Une numération de la formule sanguine, incluant une numération différentielle des globules blancs, doit être réalisée si cliniquement indiquée, en répétant les tests plus fréquemment en cas d'anomalies de grade 3 ou 4, ou si de la fièvre ou une infection surviennent. Pour les patients qui développent des anomalies biologiques hématologiques, voir rubrique Posologie et mode d'administration.

 

Déclaration des effets indésirables suspectés

 

La déclaration des effets indésirables suspectés après autorisation du médicament est importante. Elle permet une surveillance continue du rapport bénéfice/risque du médicament. Les professionnels de santé déclarent tout effet indésirable suspecté via le système national de déclaration - voir AnnexeV.

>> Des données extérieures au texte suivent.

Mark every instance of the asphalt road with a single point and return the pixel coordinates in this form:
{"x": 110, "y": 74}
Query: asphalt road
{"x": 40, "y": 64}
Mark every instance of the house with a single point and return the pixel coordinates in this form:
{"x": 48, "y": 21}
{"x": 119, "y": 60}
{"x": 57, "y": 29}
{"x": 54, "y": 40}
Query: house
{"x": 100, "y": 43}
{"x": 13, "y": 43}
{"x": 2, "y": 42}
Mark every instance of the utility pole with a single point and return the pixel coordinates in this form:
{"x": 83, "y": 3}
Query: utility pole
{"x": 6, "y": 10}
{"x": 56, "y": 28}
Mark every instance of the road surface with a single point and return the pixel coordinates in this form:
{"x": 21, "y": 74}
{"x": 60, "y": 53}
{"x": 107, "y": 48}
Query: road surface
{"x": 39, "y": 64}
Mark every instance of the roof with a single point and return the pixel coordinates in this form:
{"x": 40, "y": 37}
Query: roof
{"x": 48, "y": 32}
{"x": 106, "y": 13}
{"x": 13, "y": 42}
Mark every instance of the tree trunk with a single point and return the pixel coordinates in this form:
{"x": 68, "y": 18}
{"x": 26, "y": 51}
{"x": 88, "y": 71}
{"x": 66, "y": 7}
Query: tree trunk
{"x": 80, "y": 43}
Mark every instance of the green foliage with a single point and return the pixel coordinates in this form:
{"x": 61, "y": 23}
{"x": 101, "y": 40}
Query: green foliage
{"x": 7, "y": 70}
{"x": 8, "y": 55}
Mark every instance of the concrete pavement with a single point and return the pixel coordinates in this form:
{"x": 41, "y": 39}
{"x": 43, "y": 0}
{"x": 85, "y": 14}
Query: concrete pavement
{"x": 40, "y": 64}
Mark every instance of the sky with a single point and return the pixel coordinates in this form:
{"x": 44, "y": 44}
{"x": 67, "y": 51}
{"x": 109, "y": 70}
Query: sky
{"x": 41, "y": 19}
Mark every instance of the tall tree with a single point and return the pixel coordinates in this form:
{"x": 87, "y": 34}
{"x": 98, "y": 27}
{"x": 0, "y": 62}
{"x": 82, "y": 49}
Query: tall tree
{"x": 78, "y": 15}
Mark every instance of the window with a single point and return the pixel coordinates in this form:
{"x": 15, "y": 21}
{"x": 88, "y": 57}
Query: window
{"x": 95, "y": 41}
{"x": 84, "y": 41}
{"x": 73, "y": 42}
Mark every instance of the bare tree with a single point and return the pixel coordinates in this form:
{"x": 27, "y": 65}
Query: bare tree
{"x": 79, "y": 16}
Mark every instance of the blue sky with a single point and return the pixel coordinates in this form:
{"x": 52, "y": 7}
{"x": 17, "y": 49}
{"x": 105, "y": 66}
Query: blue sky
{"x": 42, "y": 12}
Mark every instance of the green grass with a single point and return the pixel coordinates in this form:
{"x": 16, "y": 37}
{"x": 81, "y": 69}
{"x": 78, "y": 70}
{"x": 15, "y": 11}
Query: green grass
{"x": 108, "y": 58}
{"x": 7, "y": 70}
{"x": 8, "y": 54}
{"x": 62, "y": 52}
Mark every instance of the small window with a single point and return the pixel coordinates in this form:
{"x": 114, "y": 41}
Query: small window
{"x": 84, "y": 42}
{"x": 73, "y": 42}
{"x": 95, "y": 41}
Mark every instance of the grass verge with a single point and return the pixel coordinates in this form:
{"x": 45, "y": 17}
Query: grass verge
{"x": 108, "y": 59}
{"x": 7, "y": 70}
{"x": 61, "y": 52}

Alerte ANSM du 15/10/2015 :

                  

Tableau 3. Effets indésirables rapportés au cours de l’étude 1 de phase 3 randomisée sur le crizotinib.

Insuffisance cardiaquef(fréquent, 1 %)
f. Insuffisance cardiaque (insuffisance cardiaque, insuffisance cardiaque congestive, diminution de la fraction d’éjection, insuffisance ventriculaire gauche, œdème pulmonaire). Sur l’ensemble des études cliniques (n=1 669), une insuffisance cardiaque tous grades confondus est survenue chez 19 (1,1 %) patients traités par le crizotinib, de grade 3 ou 4 chez 8 (0,5 %) patients et 3 (0,2 %) patients ont eu une évolution fatale.